One of the initiators of this movement is a company called Informatica which originated when Data Warehouse became a hot topic during the 1990s, similarly to what Big Data is coined as today. The term ETL (extraction, transformation, loading) became part of the warehouse lexicon. This term can generally be roofed under the generation of the data integration tools.
Data ingestion refers to taking data from the source and placing it in a location where it can be processed. Since we are using Hadoop HDFS as our underlying framework for storage and related echo systems for processing, we will look into the available data ingestion options. The following are the data ingestion options:
- Batch load from RDBMS using Sqoop
- Data loading from files
- Real time data ingestion
Data Cleaning/Curation and Processing (Exploratory Data Analysis)
After getting the data into HDFS, we should clean the data and bring it to a format which can be processed.
A common traditional approach is to use a sample of the large dataset which could fit in memory. But with the arrival of Big Data, processing tools like Hadoop, can now be used to run many exploratory data analysis tasks on full datasets, without sampling. Just write a MapReduce job, PIG or HIVE script, launch it directly on Hadoop over the full dataset, and get the results right back to your laptop.
So How Did ETL Evolve?
Often the T of the ETL was the hardest job as it required business domain knowledge. Data was assembled from fewer source (usually less than 20) into the warehouse for offline analysis and reporting. The cost of data curation (mostly, data cleaning) required getting heterogeneous data into proper format for querying and analysis was high. Data can be streamed in real time or ingested in batches. When data is ingested in real time, each data item is imported as it is emitted by the source. When data is ingested in batches, data items are imported in discrete chunks at periodic intervals of time. An effective data ingestion process begins by prioritizing data sources, validating individual files and routing data items to the correct destination.

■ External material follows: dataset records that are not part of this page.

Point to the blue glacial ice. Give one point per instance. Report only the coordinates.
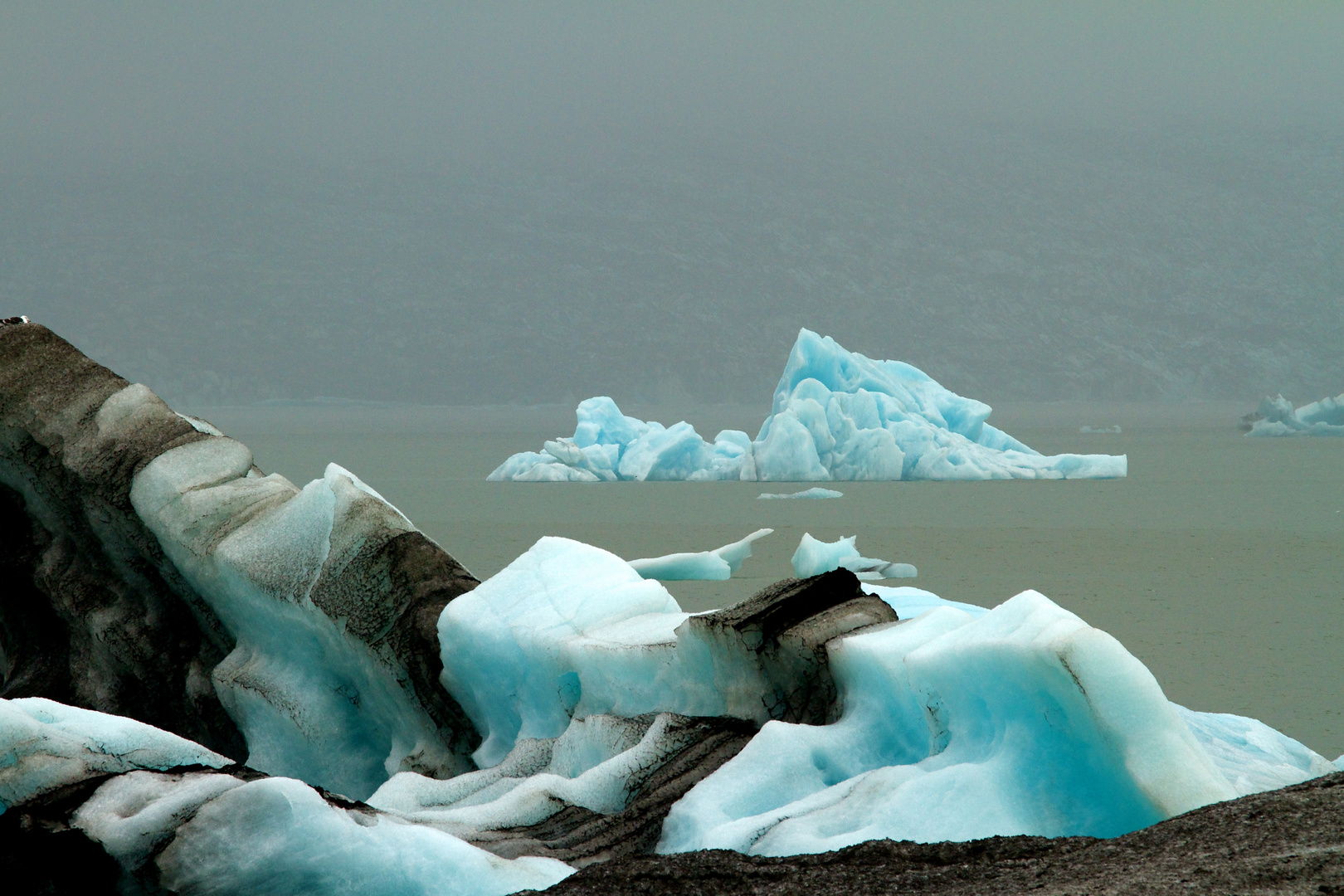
(312, 700)
(46, 744)
(717, 564)
(836, 416)
(813, 558)
(1280, 418)
(957, 722)
(216, 833)
(816, 492)
(1022, 720)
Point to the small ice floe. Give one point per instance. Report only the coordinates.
(813, 558)
(715, 566)
(806, 494)
(1277, 416)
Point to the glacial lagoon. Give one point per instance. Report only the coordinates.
(1218, 562)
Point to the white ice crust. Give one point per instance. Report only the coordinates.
(714, 566)
(813, 558)
(1317, 418)
(46, 744)
(219, 835)
(312, 700)
(1022, 720)
(570, 631)
(958, 722)
(836, 416)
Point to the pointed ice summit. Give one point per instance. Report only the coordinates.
(836, 416)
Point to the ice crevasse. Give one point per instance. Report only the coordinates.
(835, 416)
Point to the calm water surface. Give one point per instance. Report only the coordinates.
(1220, 562)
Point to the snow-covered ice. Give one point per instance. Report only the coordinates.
(717, 564)
(312, 699)
(46, 744)
(835, 416)
(958, 722)
(813, 558)
(1022, 720)
(1277, 416)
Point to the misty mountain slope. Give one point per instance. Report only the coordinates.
(1008, 264)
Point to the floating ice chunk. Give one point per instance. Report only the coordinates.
(835, 416)
(280, 835)
(813, 558)
(806, 494)
(1276, 416)
(46, 744)
(717, 564)
(1023, 720)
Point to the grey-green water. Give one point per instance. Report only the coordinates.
(1220, 562)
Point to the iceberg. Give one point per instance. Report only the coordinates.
(836, 416)
(717, 564)
(1276, 416)
(184, 820)
(813, 558)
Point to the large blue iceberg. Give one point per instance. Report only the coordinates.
(836, 416)
(1277, 416)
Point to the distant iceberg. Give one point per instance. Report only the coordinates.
(1276, 416)
(836, 416)
(813, 558)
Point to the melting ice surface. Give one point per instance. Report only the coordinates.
(813, 558)
(1319, 418)
(836, 416)
(957, 722)
(714, 566)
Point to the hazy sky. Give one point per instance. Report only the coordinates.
(429, 80)
(504, 202)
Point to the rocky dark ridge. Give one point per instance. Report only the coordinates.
(93, 614)
(1283, 841)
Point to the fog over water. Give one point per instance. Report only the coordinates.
(519, 203)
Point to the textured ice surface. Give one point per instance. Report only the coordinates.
(835, 416)
(806, 494)
(1022, 720)
(46, 744)
(279, 835)
(813, 558)
(1317, 418)
(717, 564)
(597, 763)
(570, 631)
(314, 700)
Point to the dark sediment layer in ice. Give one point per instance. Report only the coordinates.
(1281, 841)
(95, 614)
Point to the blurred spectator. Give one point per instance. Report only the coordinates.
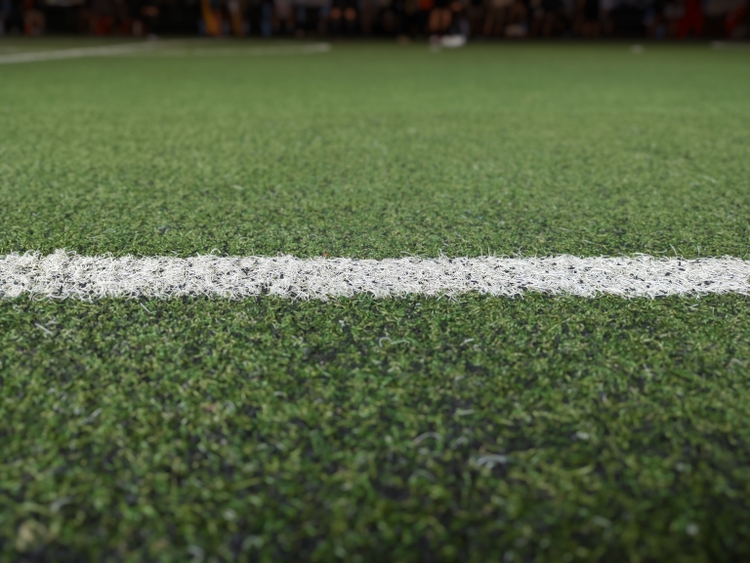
(34, 22)
(343, 19)
(658, 19)
(212, 19)
(587, 22)
(6, 9)
(518, 17)
(496, 17)
(721, 16)
(547, 17)
(738, 22)
(440, 18)
(103, 18)
(692, 20)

When numerous big data sources exist in diverse formats (the sources may often number in the hundreds and the formats in the dozens), it can be challenging for businesses to ingest data at a reasonable speed and process it efficiently in order to maintain a competitive advantage. To that end, vendors offer software programs that are tailored to specific computing environments or software applications. When data ingestion is automated, the software used to carry out the process may also include data preparation features to structure and organize data so it can be analyzed or at a later time by Business Intelligence/Analytics programs.
Subsequently, a second generation of ETL systems arrived where major ETL products were extended with data cleaning modules, additional adaptors to ingest other kinds of data, and data cleaning tools. Data curation got involved: ingesting data sources, cleaning errors, transforming attributes into other ones, schema integration to connect disparate data sources, and performing entity consolidation to remove duplicates. It was a whole different perspective on ETL systems. There was also the underlying need of a professional programmer to handle all these tasks and carry them out efficiently. With the arrival of the Internet, many new sources of data also arrived and the diversity increased manifold and the integration task became much tougher.
Now, there is talk of a third generation of tools termed “scalable data curation” which can scale to hundreds or even thousands of data sources. Experts mention that such tools can use statistics and machine learning to make automatic decision wherever possible. Such tools need human interaction only when needed, allowing for budget cuts and accuracy.
Start-ups such as NodeLogix (?) Metascale, and Paxata emerged attracted by this revolution, applying such techniques to data preparation, an approach subsequently embraced by incumbents Informatica, IBM, and, Cloudera, and Solix. A new startup called TamR which received, funding last year by Google Ventures and NEA ($16M funding), claims to create a true “curation at scale”. It has adopted a similar approach but applied it to a different upstream problem – curating data from multiple sources. IBM has also publicly stated its direction to develop a “Big Match” capability for Big Data that would complement its MDM (master data management) tools. More are expected to enter into this effort and the pool of companies has since then grown.
In summary, ETL systems originally arose to deal with the transformation challenges in early data warehouses. On the surface, this seems quite opposite to the concept of “data lake” where native formats are stored. However, the so-called “data refinery” is no different than the curation process. ETL systems evolved into second-generation data curation systems with an expanded scope of offerings. Now a new generation of data curation systems is emerging to address the Big Data world challenge where sources have multiplied with more heterogeneity of data sources.